Aku (puisi)

puisi karya Chairil Anwar
Revisi sejak 8 November 2015 11.22 oleh Sevht (bicara | kontrib)

Aku adalah sebuah puisi karya Chairil Anwar, karya ini mungkin adalah karyanya yang paling terkenal dan juga salah satu puisi paling terkemuka dari Angkatan '45. Aku memiliki tema pemberontakan dari segala bentuk penindasan. Penulisnya ingin "hidup seribu tahun lagi", namun ia menyadari keterbatasan usianya, dan kalau ajalnya tiba, ia tidak ingin seorangpun untuk meratapinya.

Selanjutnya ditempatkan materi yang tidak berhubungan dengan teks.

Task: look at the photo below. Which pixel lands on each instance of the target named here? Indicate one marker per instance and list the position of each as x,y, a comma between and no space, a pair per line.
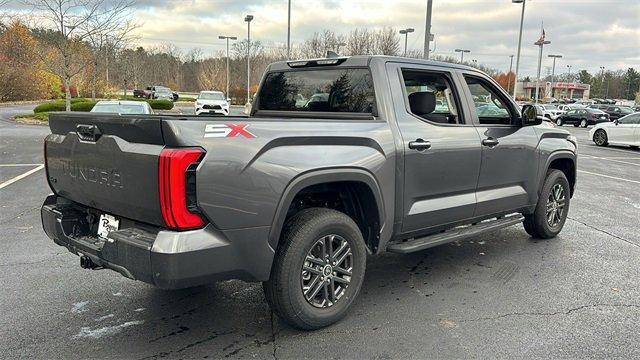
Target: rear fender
319,177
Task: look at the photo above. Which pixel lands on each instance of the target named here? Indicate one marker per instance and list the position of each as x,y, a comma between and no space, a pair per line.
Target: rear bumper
166,259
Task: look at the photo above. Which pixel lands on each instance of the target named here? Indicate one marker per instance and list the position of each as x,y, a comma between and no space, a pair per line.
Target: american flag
541,40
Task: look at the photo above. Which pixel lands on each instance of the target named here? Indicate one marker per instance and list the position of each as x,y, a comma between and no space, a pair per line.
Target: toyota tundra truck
339,158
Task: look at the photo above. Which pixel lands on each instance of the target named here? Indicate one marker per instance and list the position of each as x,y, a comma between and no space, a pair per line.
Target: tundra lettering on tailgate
105,177
227,130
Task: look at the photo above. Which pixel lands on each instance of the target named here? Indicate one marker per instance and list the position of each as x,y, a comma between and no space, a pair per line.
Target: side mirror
530,116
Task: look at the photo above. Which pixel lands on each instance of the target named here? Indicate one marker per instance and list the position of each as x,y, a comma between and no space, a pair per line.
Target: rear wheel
318,269
552,208
600,138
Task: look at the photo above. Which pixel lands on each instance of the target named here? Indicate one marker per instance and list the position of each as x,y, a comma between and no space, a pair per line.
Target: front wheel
553,206
318,269
600,138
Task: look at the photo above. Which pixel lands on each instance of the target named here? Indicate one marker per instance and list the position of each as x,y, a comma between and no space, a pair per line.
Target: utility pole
222,37
289,32
248,19
427,29
509,74
406,32
462,51
519,46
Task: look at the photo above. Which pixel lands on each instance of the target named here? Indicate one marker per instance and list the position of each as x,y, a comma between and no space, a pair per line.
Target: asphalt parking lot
499,295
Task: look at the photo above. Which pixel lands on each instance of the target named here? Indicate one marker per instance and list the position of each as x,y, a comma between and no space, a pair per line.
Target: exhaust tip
87,263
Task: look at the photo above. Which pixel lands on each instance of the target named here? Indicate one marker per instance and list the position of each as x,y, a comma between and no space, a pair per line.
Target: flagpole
541,43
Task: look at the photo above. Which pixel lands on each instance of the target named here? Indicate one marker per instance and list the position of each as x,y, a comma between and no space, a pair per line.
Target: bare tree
386,42
104,41
76,21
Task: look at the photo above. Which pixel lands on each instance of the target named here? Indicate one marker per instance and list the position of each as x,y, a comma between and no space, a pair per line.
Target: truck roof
367,60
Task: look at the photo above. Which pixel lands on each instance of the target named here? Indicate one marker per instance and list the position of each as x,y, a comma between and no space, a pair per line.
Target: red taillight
172,182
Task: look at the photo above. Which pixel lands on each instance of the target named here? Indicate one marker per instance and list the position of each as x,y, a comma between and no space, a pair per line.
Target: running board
457,233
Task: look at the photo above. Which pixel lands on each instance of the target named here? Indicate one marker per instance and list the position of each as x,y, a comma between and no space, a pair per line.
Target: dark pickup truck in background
339,158
150,92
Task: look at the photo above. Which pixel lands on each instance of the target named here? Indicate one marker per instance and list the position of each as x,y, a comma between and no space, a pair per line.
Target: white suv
212,102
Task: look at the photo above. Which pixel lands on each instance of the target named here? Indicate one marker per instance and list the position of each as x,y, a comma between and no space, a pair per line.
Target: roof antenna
332,54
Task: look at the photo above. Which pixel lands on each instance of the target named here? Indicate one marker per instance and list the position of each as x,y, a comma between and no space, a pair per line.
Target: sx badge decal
227,130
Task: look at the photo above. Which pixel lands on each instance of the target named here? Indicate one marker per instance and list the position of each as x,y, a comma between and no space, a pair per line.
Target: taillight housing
176,183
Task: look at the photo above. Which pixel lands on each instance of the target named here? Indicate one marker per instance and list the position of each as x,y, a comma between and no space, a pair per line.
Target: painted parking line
20,177
610,177
610,159
591,146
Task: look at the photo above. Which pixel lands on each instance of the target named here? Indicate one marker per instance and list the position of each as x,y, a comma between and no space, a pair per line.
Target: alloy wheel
555,205
599,137
327,270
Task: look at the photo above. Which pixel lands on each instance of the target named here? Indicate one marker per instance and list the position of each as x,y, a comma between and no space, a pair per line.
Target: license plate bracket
107,224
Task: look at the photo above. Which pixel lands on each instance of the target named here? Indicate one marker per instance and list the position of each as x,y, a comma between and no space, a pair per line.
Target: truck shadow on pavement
230,318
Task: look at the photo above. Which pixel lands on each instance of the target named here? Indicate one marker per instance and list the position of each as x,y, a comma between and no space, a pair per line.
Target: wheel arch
564,161
368,198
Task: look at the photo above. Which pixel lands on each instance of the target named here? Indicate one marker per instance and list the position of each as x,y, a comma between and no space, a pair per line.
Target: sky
587,33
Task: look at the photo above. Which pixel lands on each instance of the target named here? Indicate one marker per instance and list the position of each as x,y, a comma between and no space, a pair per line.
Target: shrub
50,106
160,104
82,106
79,104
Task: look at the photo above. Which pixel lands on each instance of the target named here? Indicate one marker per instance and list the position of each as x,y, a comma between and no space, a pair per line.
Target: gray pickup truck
339,158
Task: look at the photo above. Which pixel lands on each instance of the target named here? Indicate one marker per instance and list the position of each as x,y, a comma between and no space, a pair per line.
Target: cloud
588,33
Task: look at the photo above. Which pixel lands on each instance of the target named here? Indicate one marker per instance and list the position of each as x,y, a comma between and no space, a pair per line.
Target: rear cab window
431,97
490,105
325,90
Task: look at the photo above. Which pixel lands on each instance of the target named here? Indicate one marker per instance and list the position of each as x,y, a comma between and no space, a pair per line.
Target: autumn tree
20,78
75,22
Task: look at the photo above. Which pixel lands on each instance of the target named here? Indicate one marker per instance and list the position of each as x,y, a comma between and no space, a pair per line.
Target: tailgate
107,162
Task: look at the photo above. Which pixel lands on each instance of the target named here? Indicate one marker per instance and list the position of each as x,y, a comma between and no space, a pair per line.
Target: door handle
419,144
490,142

Chairil Anwar, penulis "Aku"

Puisi

Kalau sampai waktuku

'Ku mau tak seorang kan merayu

Tidak juga kau

Tak perlu sedu sedan itu

Aku ini binatang jalang

Dari kumpulannya terbuang

Biar peluru menembus kulitku

Aku tetap meradang menerjang

Luka dan bisa kubawa berlari

Berlari

Hingga hilang pedih peri h

Dan aku akan lebih tidak perduli

Aku mau hidup seribu tahun lagi

Rilis

Anwar pertama kali membaca "AKU" di Pusat Kebudayaan Jakarta pada bulan Juli 1943. Hal ini kemudian dicetak dalam Pemandangan dengan judul "Semangat", sesuai dengan dokumenter sastra Indonesia, HB Jassin, ini bertujuan untuk menghindari sensor dan untuk lebih mempromosikan gerakan kebebasan. "AKU" telah pergi untuk menjadi puisi Anwar yang paling terkenal . Penulis Indonesia, Muhammad Balfas mencatat bahwa salah seorang yang sezaman dengan Anwar, Bung Usman, menulis "Hendak Jadi Orang Besar???" dalam menanggapi "AKU". Balfas menunjukkan Usman yang sangat kesal oleh "vitalitas dan cara hidup yang baru" yang menunjukkan Anwar dalam puisi itu.

Analisis

 
"Aku" karya Anwar pada sebuah dinding di Belanda

Menurut seorang sarjana sastra Indonesia asal Timor, AG Hadzarmawit Netti, judul "Aku" menekankan sifat individualistis Anwar, sedangkan judul "Semangat" mencerminkan vitalitas. Netti menganalisis puisi itu sendiri sebagai mencerminkan kebutuhan Anwar untuk mengendalikan lingkungan dan tidak dibentuk oleh kekuatan luar, menekankan dua bait pertama. Menurut Netti, dengan mengendalikan lingkungannya, Anwar mampu melindungi kebebasan dan sifat individualistis. Netti melihat garis akhir sebagai cerminan kebanggaan Anwar di alam individualistis, akhirnya diduga bahwa Anwar akan setuju dengan filosofi Ayn Rand tentang objektivitas. Sarjana sastrawan Indonesia, Arief Budiman mencatat bahwa "Aku" mencerminkan pandangan Anwar, bahwa orang lain tidak harus peduli untuk dia karena ia tidak peduli terhadap sesama. Budiman juga mencatat bahwa bait ketiga dan keempat mencerminkan pandangan Friedrich Nietzsche bahwa penderitaan membuat orang kuat.